Visualizing Trips and Travel Characteristics from GPS Data
Posted: July 15th, 2006 | No Comments »Stopher P, Bullock P and Jiang Q 2003 ‘Visualising trips and travel characteristics from GPS data‘, Road & Transport Research, vol.12:2, pp. 3-14.
This paper, in the field of automatic mobility surveys, talks about the issue in presenting information contained in GPS records so that it is understandable both to the survey respondent and to the decision makers. It relates on how to convert the data from cars travels into discrete trips, and on their visualization.
An example of the type of data available from the GPS devices consist in:
* Latitude and longitude in degrees and decimal degrees, with hemispheric (E, W, N,S) designation
* Altitude in meters above sea level
* Heading in degrees from north
* Coordinated Universal Time (UTC Time, or Greenwich Mean Time)
* Coordinated Universal Date (UTC Date)
* Speed in km/h
* Horizontal dispersion of precision (HDOP)
* Satellites in view.
The most challenging part of the data manipulation is breaking the record into individual trips. The main difficulty is to detect short stops, such as may occur when a person fills up the car with petrol, stops to post a letter or similar activities (e.g. when the engine is left running):
Such locations are found by removing from the data any data points where the movement between successive data points is less than the accuracy rating of the GPS device. In our case, the GPS devices in use are rated to have an accuracy of within + or -20 metres. However, when stationary, the position rarely changes by more than a few metres, with a speed of 0.0 kph, or nearly so. Therefore, by removing those points where the speed is shown to be zero, and there is little change in position, we can detect when there is a stop lasting two minutes or longer, and define that as a probable trip end.

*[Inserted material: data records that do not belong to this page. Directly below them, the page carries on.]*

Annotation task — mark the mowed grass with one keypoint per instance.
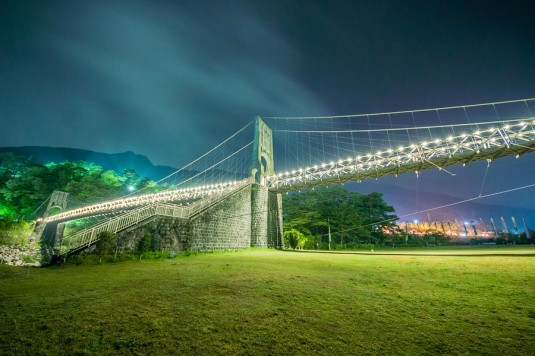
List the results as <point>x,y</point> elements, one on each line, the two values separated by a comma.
<point>275,302</point>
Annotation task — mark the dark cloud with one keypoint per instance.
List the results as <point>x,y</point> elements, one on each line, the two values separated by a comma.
<point>172,79</point>
<point>165,81</point>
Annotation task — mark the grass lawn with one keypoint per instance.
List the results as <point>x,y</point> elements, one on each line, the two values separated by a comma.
<point>273,302</point>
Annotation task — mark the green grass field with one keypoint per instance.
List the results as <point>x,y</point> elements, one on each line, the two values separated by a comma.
<point>457,301</point>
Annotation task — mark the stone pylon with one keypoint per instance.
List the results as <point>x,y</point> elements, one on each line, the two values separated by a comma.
<point>266,207</point>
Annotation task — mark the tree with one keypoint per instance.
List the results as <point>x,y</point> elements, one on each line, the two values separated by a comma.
<point>295,239</point>
<point>353,217</point>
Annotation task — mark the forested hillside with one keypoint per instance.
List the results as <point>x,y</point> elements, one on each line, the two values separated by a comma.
<point>25,184</point>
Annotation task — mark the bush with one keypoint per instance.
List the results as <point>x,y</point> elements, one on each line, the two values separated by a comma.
<point>15,232</point>
<point>144,244</point>
<point>106,243</point>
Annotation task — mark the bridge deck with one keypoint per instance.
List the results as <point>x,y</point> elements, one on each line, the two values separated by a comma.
<point>516,138</point>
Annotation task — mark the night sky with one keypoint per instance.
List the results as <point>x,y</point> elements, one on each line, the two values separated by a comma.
<point>171,79</point>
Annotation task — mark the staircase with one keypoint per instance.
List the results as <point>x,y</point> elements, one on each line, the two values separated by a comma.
<point>88,236</point>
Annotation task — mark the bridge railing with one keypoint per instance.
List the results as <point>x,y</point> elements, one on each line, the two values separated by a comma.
<point>487,141</point>
<point>89,236</point>
<point>129,202</point>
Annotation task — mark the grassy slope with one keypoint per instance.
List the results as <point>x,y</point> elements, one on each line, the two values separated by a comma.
<point>274,302</point>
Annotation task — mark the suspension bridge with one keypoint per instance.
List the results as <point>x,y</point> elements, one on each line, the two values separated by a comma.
<point>230,197</point>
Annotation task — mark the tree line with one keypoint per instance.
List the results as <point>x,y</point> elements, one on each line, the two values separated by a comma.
<point>352,218</point>
<point>25,185</point>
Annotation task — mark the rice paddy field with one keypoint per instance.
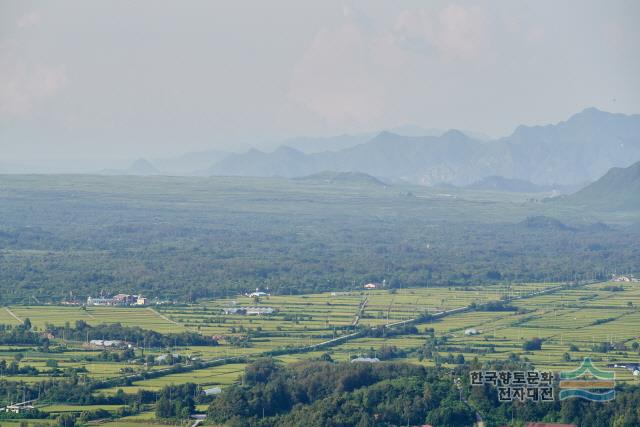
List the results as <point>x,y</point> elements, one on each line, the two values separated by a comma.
<point>571,322</point>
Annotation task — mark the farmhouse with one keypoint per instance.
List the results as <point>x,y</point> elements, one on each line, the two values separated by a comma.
<point>18,408</point>
<point>365,360</point>
<point>258,294</point>
<point>109,343</point>
<point>212,391</point>
<point>260,310</point>
<point>119,299</point>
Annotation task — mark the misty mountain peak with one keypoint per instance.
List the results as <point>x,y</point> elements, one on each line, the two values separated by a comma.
<point>454,135</point>
<point>142,166</point>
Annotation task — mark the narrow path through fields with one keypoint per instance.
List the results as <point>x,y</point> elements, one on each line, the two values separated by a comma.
<point>12,314</point>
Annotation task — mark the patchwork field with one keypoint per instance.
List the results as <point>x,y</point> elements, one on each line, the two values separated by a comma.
<point>573,323</point>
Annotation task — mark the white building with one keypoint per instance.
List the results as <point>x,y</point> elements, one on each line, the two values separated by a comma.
<point>365,360</point>
<point>258,294</point>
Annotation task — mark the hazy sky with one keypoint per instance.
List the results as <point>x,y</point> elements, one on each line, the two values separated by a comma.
<point>122,79</point>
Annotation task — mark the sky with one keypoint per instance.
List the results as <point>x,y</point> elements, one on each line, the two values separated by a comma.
<point>101,82</point>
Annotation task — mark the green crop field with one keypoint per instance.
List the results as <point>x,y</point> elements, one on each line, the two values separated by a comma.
<point>572,322</point>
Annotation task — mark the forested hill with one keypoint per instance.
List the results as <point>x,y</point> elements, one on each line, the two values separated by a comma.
<point>618,189</point>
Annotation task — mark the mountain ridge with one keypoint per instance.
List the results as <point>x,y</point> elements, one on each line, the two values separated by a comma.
<point>572,152</point>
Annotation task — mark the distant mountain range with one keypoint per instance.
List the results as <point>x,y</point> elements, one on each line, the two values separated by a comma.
<point>573,152</point>
<point>618,189</point>
<point>328,177</point>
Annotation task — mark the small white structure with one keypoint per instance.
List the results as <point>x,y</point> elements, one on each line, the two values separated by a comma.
<point>212,391</point>
<point>18,408</point>
<point>165,357</point>
<point>365,360</point>
<point>108,343</point>
<point>259,310</point>
<point>258,294</point>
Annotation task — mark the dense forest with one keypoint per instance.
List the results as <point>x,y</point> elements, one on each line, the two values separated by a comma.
<point>183,239</point>
<point>391,394</point>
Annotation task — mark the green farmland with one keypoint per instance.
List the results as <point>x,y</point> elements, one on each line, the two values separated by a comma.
<point>572,322</point>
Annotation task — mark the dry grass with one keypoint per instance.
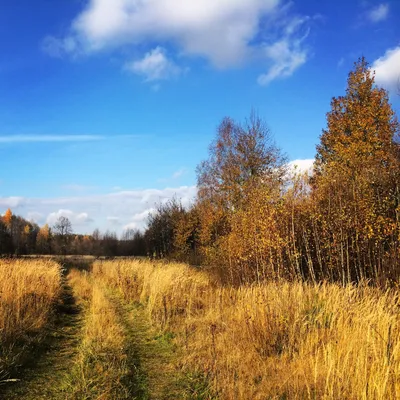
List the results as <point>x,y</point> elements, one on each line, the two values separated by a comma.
<point>278,340</point>
<point>28,291</point>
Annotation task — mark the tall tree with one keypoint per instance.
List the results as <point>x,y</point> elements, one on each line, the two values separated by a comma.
<point>356,183</point>
<point>62,230</point>
<point>244,169</point>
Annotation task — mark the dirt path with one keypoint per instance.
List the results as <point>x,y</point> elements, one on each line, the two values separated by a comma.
<point>150,355</point>
<point>54,369</point>
<point>42,376</point>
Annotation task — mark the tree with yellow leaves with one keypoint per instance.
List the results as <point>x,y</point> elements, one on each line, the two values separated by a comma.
<point>356,183</point>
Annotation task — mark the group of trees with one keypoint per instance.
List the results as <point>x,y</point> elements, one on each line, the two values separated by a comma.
<point>21,237</point>
<point>255,219</point>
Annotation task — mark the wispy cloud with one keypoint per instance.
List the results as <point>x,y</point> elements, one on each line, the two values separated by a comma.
<point>226,33</point>
<point>48,138</point>
<point>378,13</point>
<point>154,66</point>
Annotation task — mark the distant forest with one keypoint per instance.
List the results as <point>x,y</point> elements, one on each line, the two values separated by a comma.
<point>254,219</point>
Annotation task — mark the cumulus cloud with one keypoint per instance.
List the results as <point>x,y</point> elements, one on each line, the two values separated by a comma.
<point>87,212</point>
<point>378,13</point>
<point>301,166</point>
<point>154,66</point>
<point>225,32</point>
<point>387,69</point>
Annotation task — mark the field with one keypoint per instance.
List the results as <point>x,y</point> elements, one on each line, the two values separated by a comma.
<point>128,329</point>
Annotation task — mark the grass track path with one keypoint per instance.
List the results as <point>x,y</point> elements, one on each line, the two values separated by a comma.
<point>150,355</point>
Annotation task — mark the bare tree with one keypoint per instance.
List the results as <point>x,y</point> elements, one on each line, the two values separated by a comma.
<point>62,230</point>
<point>63,227</point>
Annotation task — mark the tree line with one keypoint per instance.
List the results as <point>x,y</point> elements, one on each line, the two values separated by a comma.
<point>255,219</point>
<point>21,237</point>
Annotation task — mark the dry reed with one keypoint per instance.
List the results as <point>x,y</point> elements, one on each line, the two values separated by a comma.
<point>29,290</point>
<point>274,340</point>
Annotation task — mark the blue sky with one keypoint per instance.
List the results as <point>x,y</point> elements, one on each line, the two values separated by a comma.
<point>107,106</point>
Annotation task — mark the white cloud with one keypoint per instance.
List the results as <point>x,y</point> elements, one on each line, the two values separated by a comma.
<point>287,56</point>
<point>154,66</point>
<point>87,212</point>
<point>74,217</point>
<point>378,13</point>
<point>387,69</point>
<point>48,138</point>
<point>225,32</point>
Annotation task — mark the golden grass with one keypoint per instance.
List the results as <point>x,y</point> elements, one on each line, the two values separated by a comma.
<point>100,370</point>
<point>28,292</point>
<point>277,340</point>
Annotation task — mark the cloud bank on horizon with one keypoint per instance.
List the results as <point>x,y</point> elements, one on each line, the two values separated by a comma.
<point>113,211</point>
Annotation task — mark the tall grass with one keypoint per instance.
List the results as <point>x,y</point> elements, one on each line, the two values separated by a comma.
<point>29,290</point>
<point>275,340</point>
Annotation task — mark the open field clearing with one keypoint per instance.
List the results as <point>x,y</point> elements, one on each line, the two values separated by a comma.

The authors acknowledge the problems that my arise in the track records such as signal loss and warm-up time:
The devices in use are rated to acquire signal in 15-45 seconds, and generally succeeded, when stationary, to acquire position within no more than 15-20 seconds. However, if the device is immediately in motion when it is turned on, such as if an in-vehicle device is used and a person gets in the car and drives off immediately, a much longer time may be required to acquire position. This results from the vehicle motion, which requires the device to take longer to fix its position, and may also be exacerbated if there are interruptions to the signal, resulting from tall buildings or heavy tree canopies, while the device is attempting to acquire position. In our experiments, we found that in-motion acquisition time depended on how long it had been since the device was last turned on. For elapsed stop times of less than an hour or two, signal acquisition was still relatively fast and generally about 30-60 seconds. However, if a longer time had elapsed since the last use, the position acquisition could become lengthy, and exceeded, in a few cases, 1 kilometre of travel distance and about 2 minutes or more of time.
To develop an automated procedure to analyse the data, a rules based algorithm is suggested as follow:
- The difference in successive latitude and longitude values is less than 0.000 051 degrees; and
- The heading is unchanged or is zero; and
- Speed is zero; and
- Elapsed time during which these conditions hold is equal to or greater than 120 seconds.
If there is a break in the record, meaning that the engine was turned off, of between 30 and 120 seconds, this is also defined as a potential trip end.
From the analysis of known trips recorded by GPS and the application of the rules discussed in this paper, the authors determine that their is about a five purcent error rate in both detecting false trip ends, and in failing to detect real trip ends.
Relation to my thesis: With “Learning Significant Locations and Predicting User Movement with GPS“, “Elimination of the Travel Diary: An Experiment to Derive Trip Purpose from GPS Travel Data” and “Exploring the Potentials of Automatically Collected GPS Data for Travel Behaviours Analysis” I explored issues in manipulating user generated location information in the transportation planning research. The main problems with location quality depends on the sensed-data (e.g. premature end of data-stream due to urban canyon), the GIS database and the data processing (e.g. coding of trips).